Arrhythmia

Root Cause

Physiological causes: psychentonia, severe emotional fluctuations, impotence, excessive strong tea or coffee intake, alcoholism, and heavy smoking.

Cardiac causes: most arrhythmias are caused by the lesion of the cardiac conduction system; arrhythmias can also be secondary to many organic cardiac diseases, including hypertension, coronary heart disease, acute myocardial infarction, cardiomyopathy, myocarditis, rheumatic heart disease, and cardiac failure.

Other causes: water, electrolyte, and acid-base disturbances and systemic diseases, such as endocrine diseases, nervous system diseases, metabolic diseases, and injuries.

Symptoms

Mild sinus bradycardia, sinus arrhythmia, occasional premature atrial contraction, and first-degree atrioventricular block have little hemodynamic impacts and thus have no obvious clinical manifestations. However, severe arrhythmias, like sick sinus syndrome, rapid atrial fibrillation, paroxysmal supraventricular tachycardia, and sustained ventricular tachycardia, may cause palpitation, chest tightness, dizziness, hypotension, sweating, as well as syncope, Adame-Strokes syndrome and even sudden death in severe cases.

Disease Hazards

During an arrhythmia, the rhythm change of the atrial and ventricular contraction may decrease the blood pumped by the heart, resulting in ischemia and hypoxia in the brain and other body parts, causing palpitation and chest tightness, fatigue, and other symptoms in patients.

Patients with severe arrhythmia may show symptoms of syncope and convulsion, which can also be called Adame-Strokes syndrome. During the sudden onset of the syndrome, severe and fatal chronic arrhythmias (such as sinus arrest, third-degree atrioventricular block) and tachyarrhythmias (including ventricular tachycardia, ventricular flutter, and ventricular fibrillation) decrease the blood pumped by the heart within a short time. Thus, the patients may be attacked by transient cerebral ischemia and even sudden cardiac death in severe cases.

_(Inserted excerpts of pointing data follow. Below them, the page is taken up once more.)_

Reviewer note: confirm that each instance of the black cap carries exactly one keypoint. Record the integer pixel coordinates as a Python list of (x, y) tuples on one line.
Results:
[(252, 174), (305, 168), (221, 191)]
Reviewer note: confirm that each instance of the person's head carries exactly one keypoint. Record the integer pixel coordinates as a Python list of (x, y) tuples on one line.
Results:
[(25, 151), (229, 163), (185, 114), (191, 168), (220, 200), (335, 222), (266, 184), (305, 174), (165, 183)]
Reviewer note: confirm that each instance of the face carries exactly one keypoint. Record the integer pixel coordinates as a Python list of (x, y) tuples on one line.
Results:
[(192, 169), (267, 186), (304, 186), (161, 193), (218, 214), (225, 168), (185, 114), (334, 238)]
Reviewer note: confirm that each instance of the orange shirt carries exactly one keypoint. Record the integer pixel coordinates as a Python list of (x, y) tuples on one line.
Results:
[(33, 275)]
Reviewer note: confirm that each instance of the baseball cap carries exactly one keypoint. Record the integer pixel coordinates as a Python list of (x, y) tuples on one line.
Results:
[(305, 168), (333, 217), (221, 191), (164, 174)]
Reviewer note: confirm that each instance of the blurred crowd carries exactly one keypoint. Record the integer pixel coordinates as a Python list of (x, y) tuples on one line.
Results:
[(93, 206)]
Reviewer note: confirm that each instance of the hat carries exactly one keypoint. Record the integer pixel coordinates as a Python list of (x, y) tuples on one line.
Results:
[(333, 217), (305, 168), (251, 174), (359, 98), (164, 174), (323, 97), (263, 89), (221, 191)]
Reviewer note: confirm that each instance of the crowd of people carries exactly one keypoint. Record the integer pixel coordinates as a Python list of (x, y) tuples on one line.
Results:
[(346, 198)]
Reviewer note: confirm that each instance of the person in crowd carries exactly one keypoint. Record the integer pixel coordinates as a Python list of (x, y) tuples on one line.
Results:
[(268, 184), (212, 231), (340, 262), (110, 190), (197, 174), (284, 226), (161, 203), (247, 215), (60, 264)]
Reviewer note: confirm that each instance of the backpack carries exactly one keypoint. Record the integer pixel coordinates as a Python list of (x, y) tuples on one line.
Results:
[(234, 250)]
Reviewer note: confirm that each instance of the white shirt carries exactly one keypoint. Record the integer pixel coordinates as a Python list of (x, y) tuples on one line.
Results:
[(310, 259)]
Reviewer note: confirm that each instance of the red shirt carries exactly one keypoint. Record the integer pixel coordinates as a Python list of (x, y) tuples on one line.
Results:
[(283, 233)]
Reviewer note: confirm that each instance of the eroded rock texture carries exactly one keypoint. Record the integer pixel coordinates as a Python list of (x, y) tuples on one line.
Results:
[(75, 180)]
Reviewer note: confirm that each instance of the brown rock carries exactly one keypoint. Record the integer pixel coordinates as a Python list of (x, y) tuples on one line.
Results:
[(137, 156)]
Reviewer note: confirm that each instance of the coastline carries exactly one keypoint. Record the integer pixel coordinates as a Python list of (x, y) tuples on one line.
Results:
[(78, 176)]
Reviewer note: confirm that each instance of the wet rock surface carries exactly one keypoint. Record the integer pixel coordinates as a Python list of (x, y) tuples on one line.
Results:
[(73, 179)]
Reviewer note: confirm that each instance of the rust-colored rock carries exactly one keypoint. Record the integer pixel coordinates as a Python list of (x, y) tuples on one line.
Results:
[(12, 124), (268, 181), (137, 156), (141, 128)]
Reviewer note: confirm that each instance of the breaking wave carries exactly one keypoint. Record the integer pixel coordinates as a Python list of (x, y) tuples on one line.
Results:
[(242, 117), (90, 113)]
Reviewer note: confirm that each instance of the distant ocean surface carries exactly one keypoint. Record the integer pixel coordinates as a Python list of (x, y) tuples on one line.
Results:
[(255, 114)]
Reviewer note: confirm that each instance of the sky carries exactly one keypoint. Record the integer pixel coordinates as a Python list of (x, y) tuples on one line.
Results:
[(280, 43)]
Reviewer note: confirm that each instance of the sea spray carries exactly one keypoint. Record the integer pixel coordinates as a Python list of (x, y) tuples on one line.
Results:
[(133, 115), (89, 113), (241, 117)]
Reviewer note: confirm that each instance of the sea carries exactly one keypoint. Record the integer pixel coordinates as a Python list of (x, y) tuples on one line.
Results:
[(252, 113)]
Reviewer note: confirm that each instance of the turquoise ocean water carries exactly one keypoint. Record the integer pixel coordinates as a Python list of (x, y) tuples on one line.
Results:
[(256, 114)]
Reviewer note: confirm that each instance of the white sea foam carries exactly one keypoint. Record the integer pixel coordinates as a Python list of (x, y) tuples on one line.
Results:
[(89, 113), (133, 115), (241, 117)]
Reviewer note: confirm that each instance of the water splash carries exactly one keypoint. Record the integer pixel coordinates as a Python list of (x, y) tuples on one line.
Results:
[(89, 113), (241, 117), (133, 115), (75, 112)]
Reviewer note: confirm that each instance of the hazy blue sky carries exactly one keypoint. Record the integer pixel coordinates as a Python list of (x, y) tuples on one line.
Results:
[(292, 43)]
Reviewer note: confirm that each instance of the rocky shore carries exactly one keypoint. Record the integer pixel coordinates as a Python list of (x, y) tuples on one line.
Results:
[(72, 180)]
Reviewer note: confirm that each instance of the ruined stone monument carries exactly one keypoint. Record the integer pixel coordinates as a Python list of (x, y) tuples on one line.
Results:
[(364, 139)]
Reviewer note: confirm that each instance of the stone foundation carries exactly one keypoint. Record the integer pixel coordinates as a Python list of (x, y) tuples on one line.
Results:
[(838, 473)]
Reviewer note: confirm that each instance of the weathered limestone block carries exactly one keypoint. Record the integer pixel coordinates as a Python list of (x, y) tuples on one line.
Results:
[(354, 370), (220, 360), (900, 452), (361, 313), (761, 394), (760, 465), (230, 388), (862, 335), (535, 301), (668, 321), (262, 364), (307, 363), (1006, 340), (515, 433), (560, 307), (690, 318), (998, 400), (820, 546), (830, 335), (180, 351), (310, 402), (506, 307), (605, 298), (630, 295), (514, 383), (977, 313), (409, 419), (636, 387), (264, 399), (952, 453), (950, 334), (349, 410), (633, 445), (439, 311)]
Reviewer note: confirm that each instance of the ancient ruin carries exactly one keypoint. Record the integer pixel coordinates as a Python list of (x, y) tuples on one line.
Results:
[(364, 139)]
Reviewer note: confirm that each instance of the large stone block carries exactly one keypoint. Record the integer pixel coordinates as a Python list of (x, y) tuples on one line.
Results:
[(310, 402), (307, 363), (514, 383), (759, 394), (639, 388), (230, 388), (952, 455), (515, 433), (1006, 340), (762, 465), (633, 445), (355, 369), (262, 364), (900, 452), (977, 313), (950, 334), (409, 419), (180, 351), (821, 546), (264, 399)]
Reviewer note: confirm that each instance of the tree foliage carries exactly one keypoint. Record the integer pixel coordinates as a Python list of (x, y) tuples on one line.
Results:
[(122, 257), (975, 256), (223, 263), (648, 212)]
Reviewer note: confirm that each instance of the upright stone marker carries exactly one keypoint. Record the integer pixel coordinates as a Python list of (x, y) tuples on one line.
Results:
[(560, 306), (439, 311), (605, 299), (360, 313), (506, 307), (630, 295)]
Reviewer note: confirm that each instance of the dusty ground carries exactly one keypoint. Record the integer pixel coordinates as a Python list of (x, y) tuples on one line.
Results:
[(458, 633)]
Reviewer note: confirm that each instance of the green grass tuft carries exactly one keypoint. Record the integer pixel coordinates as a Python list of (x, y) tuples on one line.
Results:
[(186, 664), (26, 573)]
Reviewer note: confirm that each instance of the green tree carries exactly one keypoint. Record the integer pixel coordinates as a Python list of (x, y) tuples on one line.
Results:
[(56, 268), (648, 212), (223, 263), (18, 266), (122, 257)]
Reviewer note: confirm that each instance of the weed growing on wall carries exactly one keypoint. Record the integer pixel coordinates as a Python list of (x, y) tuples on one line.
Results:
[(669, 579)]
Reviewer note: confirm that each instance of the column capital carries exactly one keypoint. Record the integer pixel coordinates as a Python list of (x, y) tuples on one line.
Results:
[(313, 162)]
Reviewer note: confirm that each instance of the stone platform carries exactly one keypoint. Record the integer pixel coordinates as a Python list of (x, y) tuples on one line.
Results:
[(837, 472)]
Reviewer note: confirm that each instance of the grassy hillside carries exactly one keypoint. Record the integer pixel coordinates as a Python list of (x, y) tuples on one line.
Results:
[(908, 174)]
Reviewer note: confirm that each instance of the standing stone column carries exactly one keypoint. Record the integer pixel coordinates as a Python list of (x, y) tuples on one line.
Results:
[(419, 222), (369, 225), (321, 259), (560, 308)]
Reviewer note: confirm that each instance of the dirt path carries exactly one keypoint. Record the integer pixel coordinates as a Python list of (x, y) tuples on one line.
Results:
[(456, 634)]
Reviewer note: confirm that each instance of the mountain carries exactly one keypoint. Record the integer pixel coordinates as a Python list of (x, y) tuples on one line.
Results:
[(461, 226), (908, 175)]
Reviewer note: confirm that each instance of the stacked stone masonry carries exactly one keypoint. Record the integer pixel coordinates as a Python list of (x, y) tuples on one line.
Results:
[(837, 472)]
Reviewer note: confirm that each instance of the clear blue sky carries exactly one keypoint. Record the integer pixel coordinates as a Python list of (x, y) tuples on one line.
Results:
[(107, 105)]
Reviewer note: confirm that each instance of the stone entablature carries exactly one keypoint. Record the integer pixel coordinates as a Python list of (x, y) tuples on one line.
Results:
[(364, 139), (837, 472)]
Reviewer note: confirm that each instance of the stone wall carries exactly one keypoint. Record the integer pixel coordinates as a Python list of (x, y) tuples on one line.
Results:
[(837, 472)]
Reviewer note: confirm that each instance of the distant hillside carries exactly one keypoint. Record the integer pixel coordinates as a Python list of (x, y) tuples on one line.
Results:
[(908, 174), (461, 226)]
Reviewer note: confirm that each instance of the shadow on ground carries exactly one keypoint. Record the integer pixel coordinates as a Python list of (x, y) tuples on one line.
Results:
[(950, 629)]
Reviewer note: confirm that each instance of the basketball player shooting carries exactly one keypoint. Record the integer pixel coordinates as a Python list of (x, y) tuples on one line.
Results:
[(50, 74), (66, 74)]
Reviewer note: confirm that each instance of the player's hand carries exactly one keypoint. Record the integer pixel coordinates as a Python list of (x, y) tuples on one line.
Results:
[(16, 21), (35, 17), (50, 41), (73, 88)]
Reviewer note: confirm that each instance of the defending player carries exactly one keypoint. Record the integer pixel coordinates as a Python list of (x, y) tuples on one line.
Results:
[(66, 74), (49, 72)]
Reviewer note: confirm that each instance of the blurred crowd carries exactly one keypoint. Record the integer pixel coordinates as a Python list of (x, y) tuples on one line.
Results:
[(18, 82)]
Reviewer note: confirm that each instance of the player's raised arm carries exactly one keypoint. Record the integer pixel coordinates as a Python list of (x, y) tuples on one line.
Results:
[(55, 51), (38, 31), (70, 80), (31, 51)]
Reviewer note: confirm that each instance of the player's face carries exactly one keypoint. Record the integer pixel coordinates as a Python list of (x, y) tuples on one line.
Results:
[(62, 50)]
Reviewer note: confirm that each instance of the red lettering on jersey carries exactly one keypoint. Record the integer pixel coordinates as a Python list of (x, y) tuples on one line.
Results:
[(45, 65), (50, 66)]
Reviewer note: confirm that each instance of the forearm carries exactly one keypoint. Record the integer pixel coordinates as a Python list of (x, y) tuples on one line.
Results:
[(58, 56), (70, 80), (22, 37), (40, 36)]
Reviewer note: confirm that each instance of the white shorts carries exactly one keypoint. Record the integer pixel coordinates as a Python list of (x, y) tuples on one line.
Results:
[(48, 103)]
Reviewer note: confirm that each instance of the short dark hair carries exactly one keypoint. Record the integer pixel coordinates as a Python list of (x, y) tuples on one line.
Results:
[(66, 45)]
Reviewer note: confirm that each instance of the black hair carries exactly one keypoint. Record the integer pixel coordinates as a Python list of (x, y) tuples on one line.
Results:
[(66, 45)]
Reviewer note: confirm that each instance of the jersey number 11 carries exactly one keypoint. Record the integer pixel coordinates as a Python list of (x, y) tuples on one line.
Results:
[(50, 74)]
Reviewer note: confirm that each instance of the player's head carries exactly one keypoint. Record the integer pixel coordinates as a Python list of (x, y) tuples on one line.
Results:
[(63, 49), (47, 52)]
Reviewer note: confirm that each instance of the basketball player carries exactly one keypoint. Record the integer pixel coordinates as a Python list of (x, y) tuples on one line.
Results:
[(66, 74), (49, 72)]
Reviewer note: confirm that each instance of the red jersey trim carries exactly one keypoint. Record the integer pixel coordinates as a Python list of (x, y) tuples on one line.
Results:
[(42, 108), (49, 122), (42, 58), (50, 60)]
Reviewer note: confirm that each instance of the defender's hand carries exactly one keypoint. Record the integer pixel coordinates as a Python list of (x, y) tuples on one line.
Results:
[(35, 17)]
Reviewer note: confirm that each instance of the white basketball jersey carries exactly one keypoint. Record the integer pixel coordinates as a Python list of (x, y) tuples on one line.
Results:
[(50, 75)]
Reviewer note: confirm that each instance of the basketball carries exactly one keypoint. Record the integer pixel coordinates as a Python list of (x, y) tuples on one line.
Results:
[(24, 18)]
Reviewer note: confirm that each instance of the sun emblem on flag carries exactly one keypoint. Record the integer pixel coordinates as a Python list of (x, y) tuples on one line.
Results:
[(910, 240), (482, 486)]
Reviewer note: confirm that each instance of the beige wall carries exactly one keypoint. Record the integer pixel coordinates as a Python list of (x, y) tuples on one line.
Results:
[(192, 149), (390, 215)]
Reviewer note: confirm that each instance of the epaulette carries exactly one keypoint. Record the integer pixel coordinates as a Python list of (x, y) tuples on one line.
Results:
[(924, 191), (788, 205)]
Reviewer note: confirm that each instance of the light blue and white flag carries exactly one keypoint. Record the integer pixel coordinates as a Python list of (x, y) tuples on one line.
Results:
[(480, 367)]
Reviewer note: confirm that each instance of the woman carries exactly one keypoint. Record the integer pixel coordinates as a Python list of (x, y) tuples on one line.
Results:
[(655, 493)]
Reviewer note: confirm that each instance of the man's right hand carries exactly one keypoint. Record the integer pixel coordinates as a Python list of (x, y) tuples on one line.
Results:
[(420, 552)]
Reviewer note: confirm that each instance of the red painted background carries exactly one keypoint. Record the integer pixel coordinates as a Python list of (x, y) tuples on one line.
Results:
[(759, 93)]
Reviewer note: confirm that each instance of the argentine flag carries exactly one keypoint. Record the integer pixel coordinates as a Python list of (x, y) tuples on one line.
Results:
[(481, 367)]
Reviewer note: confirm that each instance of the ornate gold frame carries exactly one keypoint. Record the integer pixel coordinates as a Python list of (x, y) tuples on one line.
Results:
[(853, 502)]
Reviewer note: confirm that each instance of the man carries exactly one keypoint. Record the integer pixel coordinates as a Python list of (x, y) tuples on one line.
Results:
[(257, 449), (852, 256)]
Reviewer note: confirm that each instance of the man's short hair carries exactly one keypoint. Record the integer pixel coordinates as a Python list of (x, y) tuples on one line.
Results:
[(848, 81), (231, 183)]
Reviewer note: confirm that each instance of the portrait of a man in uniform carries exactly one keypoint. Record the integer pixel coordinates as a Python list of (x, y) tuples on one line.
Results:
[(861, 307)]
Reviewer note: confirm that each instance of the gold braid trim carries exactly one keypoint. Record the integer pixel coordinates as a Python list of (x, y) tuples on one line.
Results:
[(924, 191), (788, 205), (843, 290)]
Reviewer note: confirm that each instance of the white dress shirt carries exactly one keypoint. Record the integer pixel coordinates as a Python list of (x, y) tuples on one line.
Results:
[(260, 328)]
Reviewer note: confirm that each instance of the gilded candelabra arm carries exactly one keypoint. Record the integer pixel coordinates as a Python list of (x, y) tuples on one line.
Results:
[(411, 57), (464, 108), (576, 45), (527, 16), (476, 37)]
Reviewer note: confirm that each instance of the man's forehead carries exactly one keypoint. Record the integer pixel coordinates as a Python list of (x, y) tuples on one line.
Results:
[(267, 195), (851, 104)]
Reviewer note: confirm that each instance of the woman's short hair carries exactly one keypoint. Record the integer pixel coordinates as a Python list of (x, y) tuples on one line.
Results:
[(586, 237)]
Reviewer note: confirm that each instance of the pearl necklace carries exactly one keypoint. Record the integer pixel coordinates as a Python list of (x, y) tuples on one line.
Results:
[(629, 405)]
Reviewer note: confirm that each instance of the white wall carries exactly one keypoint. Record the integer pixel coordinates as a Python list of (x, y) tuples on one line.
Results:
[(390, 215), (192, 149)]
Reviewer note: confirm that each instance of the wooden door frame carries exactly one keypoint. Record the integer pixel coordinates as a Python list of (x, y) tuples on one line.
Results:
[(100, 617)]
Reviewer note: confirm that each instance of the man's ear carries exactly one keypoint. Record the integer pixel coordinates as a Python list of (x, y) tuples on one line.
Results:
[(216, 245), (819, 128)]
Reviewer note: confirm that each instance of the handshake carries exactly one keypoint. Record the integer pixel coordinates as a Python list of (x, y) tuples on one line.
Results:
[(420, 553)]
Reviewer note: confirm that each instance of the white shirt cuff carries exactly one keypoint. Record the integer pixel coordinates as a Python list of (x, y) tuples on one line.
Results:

AF increases the risk of stroke by five times and the mortality rate by two times.

Actions

Non-drug therapies: the therapy of reflexive excitation on vagus nerves through eye massage, carotid sinus massage, forced exhalation, and breath-holding with nose pinching; electric treatment therapy by electric cardioversion, defibrillation, pacemaker implantation, and ablation; surgical procedures.

Antiarrhythmic drugs.

In a healthy heart, electric signals are first emitted automatically and rhythmically from the sinoatrial node, a born pacemaker located in the upper part of the right atrium, to the atrioventricular node, and then to the left and right bundle branches via His bundles, and finally to Purkinje fibers, where the entire heart is stimulated and the systolic and diastolic movements of the cardiac muscles pump the blood to flow throughout the body. Under normal circumstances, the heart beats once after every impulse the sinoatrial node emits. The normal variation in rhythm at a rate of 60 to 100 beats per minute is known as "sinus rhythm". If there is a problem in generating and conducting electrical signals, the heart will beat too fast, too slow, or irregularly. This is known as arrhythmia, or abnormality in the cardiac frequency and rhythm.